I often find that by the time I've written a clear enough explanation of the problem I'm trying to solve (in a stack overflow text edit box, usually), I figure out the answer on my own.


This right here, man. I start off going "I'm trying to do X. How do I do it?"

Then I have to exhaustively Google to make sure that it's not an obvious Google search away. Then I start listing the steps that I've tried before, and I realize a possibility that I hadn't considered before.

The possibility works, and I close the window. Oh.

These days, I usually just walk the dog. By the time that I get back, I've usually figured out the answer or figured out how I'm going to look for the answer. The dog doesn't mind that his owner is babbling about code for the entire walk because he's a dog.


Having the skills to know what question to ask is important.
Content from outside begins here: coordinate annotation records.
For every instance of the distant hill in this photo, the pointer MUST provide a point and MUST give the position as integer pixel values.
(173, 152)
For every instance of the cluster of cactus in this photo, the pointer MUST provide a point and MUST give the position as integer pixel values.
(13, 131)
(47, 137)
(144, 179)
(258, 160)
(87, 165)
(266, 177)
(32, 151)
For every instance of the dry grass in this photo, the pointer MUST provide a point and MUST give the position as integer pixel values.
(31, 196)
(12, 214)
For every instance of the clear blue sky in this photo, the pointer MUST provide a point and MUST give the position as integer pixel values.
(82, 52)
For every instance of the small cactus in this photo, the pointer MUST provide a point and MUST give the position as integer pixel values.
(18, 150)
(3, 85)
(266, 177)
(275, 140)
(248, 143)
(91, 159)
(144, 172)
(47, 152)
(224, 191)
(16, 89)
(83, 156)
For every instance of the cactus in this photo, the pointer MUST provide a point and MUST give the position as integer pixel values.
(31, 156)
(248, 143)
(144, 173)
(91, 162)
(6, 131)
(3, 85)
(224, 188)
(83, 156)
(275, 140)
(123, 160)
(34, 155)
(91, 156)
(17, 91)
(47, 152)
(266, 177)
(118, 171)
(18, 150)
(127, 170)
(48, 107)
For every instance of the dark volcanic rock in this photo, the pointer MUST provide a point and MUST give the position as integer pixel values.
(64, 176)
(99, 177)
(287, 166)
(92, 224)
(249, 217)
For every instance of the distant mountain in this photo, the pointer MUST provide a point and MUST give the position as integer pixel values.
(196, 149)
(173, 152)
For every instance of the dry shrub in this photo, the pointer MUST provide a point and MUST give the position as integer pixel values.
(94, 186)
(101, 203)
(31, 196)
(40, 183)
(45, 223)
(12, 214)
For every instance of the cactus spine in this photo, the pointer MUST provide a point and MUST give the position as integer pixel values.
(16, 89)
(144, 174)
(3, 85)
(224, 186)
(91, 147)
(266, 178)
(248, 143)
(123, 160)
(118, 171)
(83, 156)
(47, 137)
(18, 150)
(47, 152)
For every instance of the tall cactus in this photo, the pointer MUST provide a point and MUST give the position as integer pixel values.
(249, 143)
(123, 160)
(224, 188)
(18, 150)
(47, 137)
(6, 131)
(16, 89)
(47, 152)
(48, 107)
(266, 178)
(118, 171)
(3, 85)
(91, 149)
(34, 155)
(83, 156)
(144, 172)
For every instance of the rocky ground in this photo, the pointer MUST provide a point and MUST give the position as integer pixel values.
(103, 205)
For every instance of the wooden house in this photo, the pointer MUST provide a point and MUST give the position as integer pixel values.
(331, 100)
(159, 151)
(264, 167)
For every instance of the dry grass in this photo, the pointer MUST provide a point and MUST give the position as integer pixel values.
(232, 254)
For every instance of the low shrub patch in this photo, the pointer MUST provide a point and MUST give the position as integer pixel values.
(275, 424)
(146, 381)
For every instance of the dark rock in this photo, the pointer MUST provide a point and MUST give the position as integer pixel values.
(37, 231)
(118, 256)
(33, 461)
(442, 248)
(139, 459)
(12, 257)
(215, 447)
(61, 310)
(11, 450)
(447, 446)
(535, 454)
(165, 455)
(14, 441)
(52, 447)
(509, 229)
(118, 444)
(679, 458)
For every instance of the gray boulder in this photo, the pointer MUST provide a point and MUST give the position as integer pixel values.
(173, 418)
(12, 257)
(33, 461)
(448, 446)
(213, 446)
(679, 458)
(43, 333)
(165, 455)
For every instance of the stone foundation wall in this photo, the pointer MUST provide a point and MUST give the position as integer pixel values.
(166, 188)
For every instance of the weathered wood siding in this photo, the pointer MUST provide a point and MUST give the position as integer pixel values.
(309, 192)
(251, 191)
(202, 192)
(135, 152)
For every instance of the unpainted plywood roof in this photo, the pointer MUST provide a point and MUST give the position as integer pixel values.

How, for example, would someone with 0 computing knowledge look for answers to a problem they want to solve where, say, some form of ML would be the best solution? How would they evaluate the search results?


One thing I didn't mention is that I sometimes make dozens of queries for a particular problem before I find the right formulation of words that will give me a useful result. Often those words/phrases were ones I encountered in previous unfruitful searches. In many cases finding the answer turns out to be easy, but figuring out the right question was hard!


I consider Stack Overflow to be the co-architect of every project at my company.



Related is being good at debugging. There's something about having a certain intuition (in reality probably experience) on what it is that you are looking for that is critical.


I find that experience and a rigorous approach is vital for debugging efficiently. It's like being a detective, where often the most effective technique is _disproving_ your theories.


Like when you are looking at live debugging information that is scrolling fast but you are still able to pick out problems?


I think they mean looking for the value/path that doesn't make sense.


Yes. I see people getting hung up on irrelevant issues. It happens to me on occasions, but some people seems to get stuck on side effects and irrelevant errors and messages.

I find it to be very irritating if it happens for people that should know better...


The important thing to remember is that as sure you are that they're wrong, they're sure that they're right.

In general I find that asking them to explain why they think this is causing the behaviour you're seeing they can usually work out they're wrong/convince you they're right. Of course this only works if they don't scream "I've found the bug" every time you step forward.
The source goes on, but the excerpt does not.